David Scott Lim: We owe a debt of gratitude to our colleagues who have created these heart valve guidelines, because often the guidelines that are put out really have significant impacts on clinical practice. I would say to an increasing degree, my colleagues around the world in cardiovascular disease look to those guidelines to help us figure out what is the appropriate therapy when sitting one-to-one with a patient and a patient’s family, trying to figure out if they have aortic valve disease, mitral or tricuspid valve disease or pulmonary valve disease, what the right therapy to offer and the right steps to take to evaluate the patient. We keep coming back to that on a regular basis. Those guidelines are quite detailed, and as you go through them. I think that there is a nice balance that the writing committee took in terms at looking at how much data we have for the given issues and trying to provide a reasonable approach to the management of the disease processes.

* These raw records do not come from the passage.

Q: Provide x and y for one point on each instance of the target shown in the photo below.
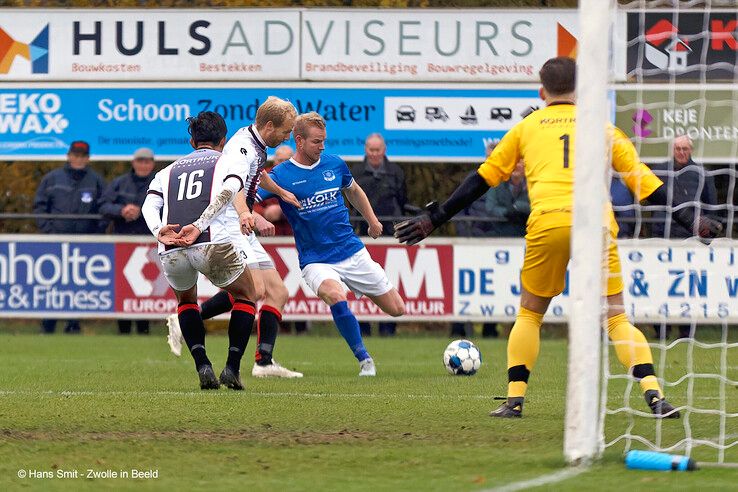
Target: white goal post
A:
(682, 59)
(582, 436)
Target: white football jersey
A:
(187, 187)
(247, 150)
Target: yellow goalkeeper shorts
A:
(547, 255)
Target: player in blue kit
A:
(330, 253)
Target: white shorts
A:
(361, 274)
(256, 256)
(221, 263)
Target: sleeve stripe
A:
(237, 177)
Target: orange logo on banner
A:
(567, 43)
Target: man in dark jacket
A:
(382, 181)
(384, 184)
(688, 182)
(72, 189)
(121, 202)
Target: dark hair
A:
(207, 127)
(558, 75)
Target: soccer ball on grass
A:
(462, 358)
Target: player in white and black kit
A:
(194, 190)
(247, 147)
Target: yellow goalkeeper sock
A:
(522, 351)
(634, 353)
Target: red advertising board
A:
(423, 276)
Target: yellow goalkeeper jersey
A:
(545, 141)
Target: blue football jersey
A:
(323, 233)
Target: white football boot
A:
(174, 338)
(273, 370)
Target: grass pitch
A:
(115, 404)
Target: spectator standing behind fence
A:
(271, 211)
(121, 202)
(72, 189)
(686, 181)
(504, 203)
(478, 209)
(384, 184)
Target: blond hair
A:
(305, 121)
(275, 110)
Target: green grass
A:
(108, 402)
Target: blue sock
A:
(348, 326)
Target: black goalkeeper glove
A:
(412, 231)
(706, 227)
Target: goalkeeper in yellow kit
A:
(545, 141)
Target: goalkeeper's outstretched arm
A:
(414, 230)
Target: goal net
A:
(674, 93)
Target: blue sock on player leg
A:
(348, 326)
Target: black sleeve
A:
(471, 189)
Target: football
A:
(462, 358)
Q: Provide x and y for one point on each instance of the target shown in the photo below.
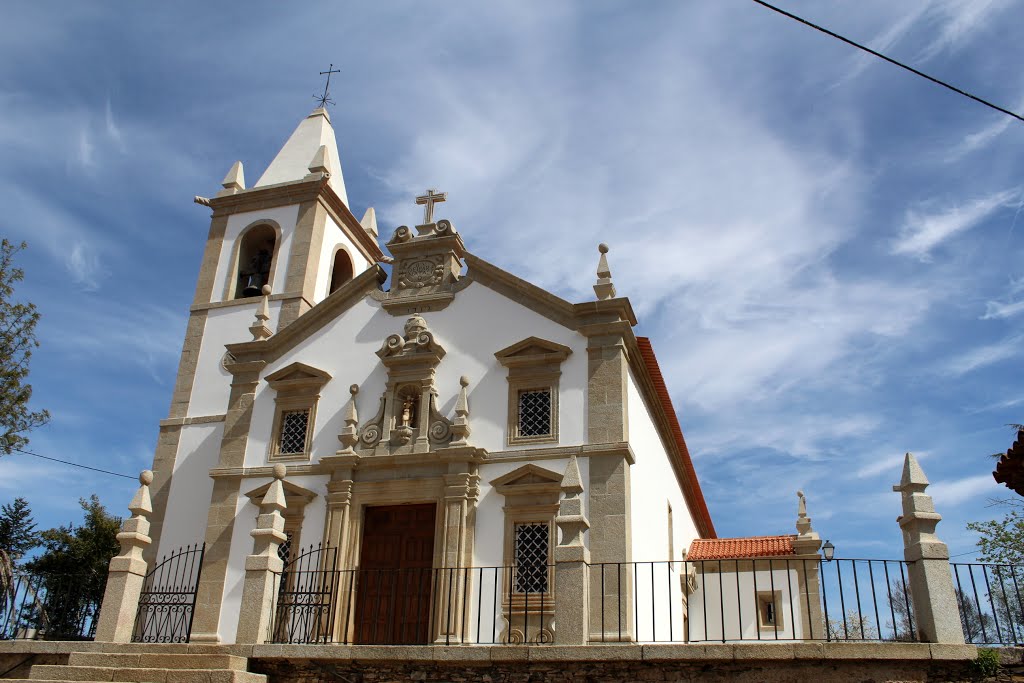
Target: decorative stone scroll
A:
(408, 420)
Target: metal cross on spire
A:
(325, 99)
(432, 197)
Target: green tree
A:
(73, 566)
(17, 529)
(17, 338)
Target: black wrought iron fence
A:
(167, 602)
(484, 605)
(759, 599)
(990, 598)
(37, 606)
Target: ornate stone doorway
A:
(395, 578)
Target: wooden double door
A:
(395, 581)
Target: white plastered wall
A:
(658, 611)
(242, 543)
(476, 325)
(725, 604)
(334, 239)
(286, 217)
(188, 499)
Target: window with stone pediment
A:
(297, 389)
(534, 370)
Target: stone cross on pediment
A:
(430, 199)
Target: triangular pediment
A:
(297, 375)
(532, 350)
(528, 478)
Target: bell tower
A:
(292, 230)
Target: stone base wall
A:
(817, 663)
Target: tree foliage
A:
(73, 566)
(1001, 541)
(17, 338)
(17, 529)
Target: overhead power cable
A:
(890, 59)
(84, 467)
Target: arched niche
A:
(341, 269)
(255, 255)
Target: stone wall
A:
(744, 663)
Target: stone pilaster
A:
(461, 494)
(610, 542)
(263, 567)
(937, 617)
(223, 502)
(127, 570)
(571, 563)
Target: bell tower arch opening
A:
(256, 251)
(341, 270)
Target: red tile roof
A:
(755, 546)
(1010, 469)
(691, 487)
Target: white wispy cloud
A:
(960, 491)
(983, 356)
(923, 230)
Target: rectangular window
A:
(531, 545)
(294, 426)
(535, 413)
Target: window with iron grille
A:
(531, 558)
(535, 413)
(294, 425)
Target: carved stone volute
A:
(408, 419)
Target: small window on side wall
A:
(341, 270)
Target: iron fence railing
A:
(167, 602)
(990, 598)
(480, 605)
(37, 606)
(756, 599)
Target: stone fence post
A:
(127, 570)
(263, 566)
(935, 608)
(571, 563)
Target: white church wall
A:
(476, 325)
(725, 604)
(335, 238)
(188, 499)
(654, 487)
(286, 217)
(242, 543)
(658, 613)
(212, 384)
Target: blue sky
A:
(823, 249)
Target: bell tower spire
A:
(302, 148)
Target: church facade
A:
(426, 419)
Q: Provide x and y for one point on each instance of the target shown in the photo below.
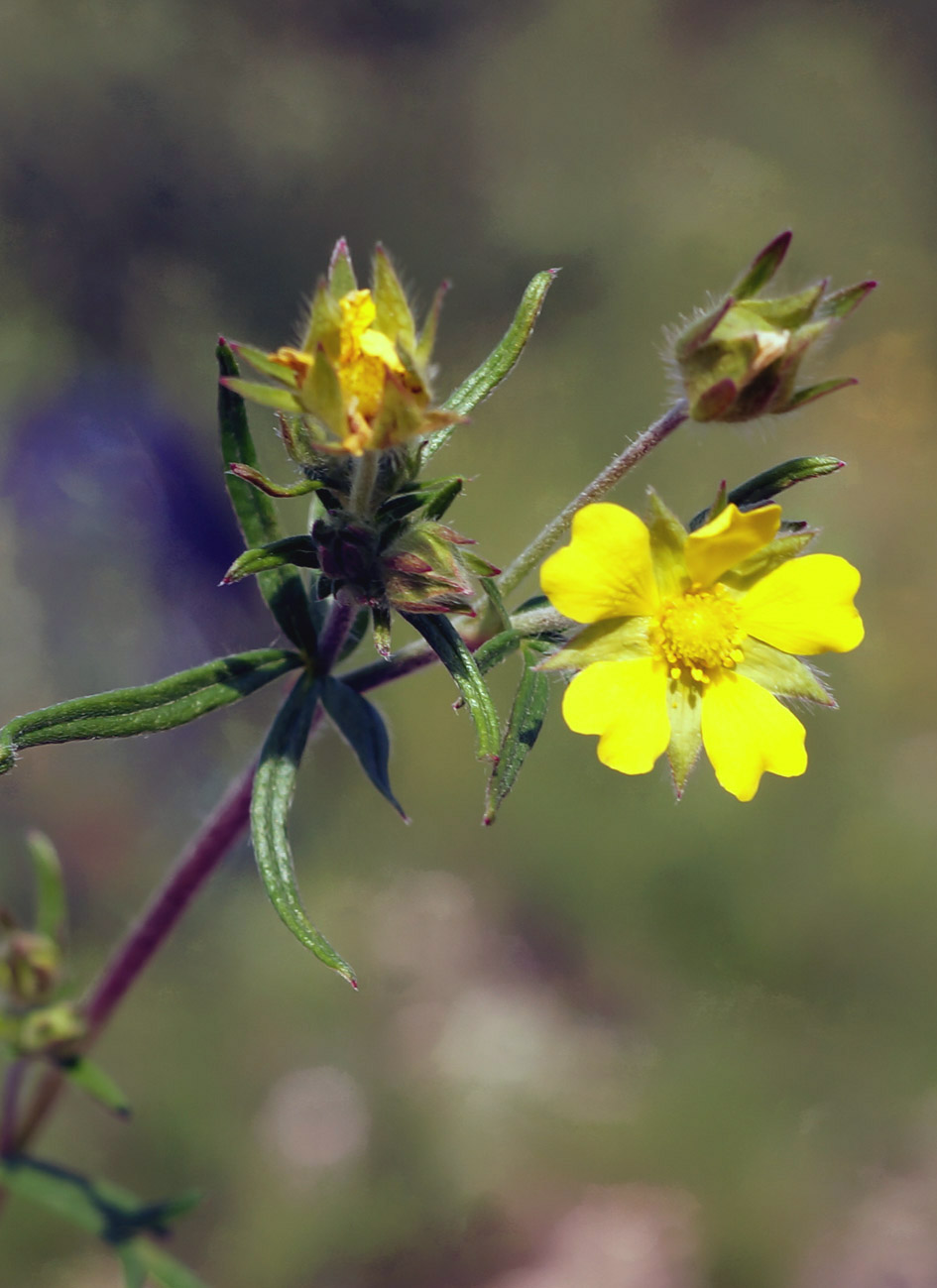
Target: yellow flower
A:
(691, 638)
(360, 382)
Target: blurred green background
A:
(610, 1042)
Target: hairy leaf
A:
(150, 707)
(274, 787)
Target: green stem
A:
(605, 482)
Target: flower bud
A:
(51, 1029)
(360, 380)
(30, 966)
(742, 360)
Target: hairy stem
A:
(605, 482)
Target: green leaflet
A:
(497, 366)
(282, 587)
(51, 900)
(274, 787)
(456, 657)
(97, 1207)
(94, 1082)
(296, 551)
(151, 707)
(524, 728)
(362, 725)
(761, 488)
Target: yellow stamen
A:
(699, 633)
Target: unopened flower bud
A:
(742, 360)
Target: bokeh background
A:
(610, 1042)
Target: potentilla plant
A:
(674, 637)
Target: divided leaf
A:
(150, 707)
(362, 727)
(274, 787)
(527, 715)
(456, 657)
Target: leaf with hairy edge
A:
(499, 362)
(761, 488)
(456, 657)
(151, 707)
(270, 806)
(282, 587)
(524, 728)
(362, 727)
(94, 1082)
(299, 551)
(51, 900)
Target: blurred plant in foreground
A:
(692, 634)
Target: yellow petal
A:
(806, 607)
(377, 345)
(747, 733)
(729, 538)
(626, 702)
(606, 569)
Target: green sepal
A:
(841, 304)
(781, 674)
(98, 1207)
(265, 363)
(95, 1084)
(811, 393)
(456, 657)
(424, 345)
(441, 500)
(392, 312)
(151, 707)
(527, 715)
(765, 486)
(342, 280)
(270, 805)
(282, 491)
(497, 649)
(500, 361)
(761, 268)
(296, 551)
(362, 727)
(282, 587)
(51, 898)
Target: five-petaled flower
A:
(360, 380)
(691, 638)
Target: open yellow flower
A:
(691, 638)
(360, 380)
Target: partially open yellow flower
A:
(691, 638)
(360, 382)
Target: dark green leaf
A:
(151, 707)
(362, 725)
(282, 587)
(456, 657)
(274, 787)
(300, 551)
(51, 901)
(94, 1082)
(524, 727)
(97, 1207)
(499, 362)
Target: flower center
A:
(697, 633)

International Circulation: Looking forward, how do you think about the most promising research direction in the field of interventional therapy of Valvular Heart Disease? What cooperation and exploration do you think can United States and China do?

David Scott Lim:  Most recently, I would say one of the largest, most impactful studies has been on the transcatheter treatment of functional mitral regurgitation (functional being secondary to underlying ventricular cardiomyopathy). With the COAPT trial, and even looking at the COAPT trial in the context of the MITRA-FR trial to better understand which therapies or which patients with functional mitral regurgitation would be benefited from TEER (transcatheter edge-to-edge repair) therapy, I think that has really shifted the communities perception of what we can accomplish and what we should accomplish in patients with functional MR, and really emphasized the importance of guideline-directed heart failure therapies as an important predicate for considering TEER.

Then, I think looking to the future, the next question is what is the value of complete elimination of the mitral regurgitation in functional MR, compared to a repair therapy, which often times significantly decreases the degree of functional MR, as opposed to transcatheter mitral valve replacement (TMVR) where you completely eliminate it. There will be a different balance in terms of risk, as the transcatheter mitral valve replacement systems are larger, and sometimes have to be delivered transapically rather than transfemorally. So all of that is a balance, and hopefully with some of the more recent TMVR trials, we are going to be able to answer that question - the value of the increased risks and increased complexity of systems versus the value of complete elimination of MR.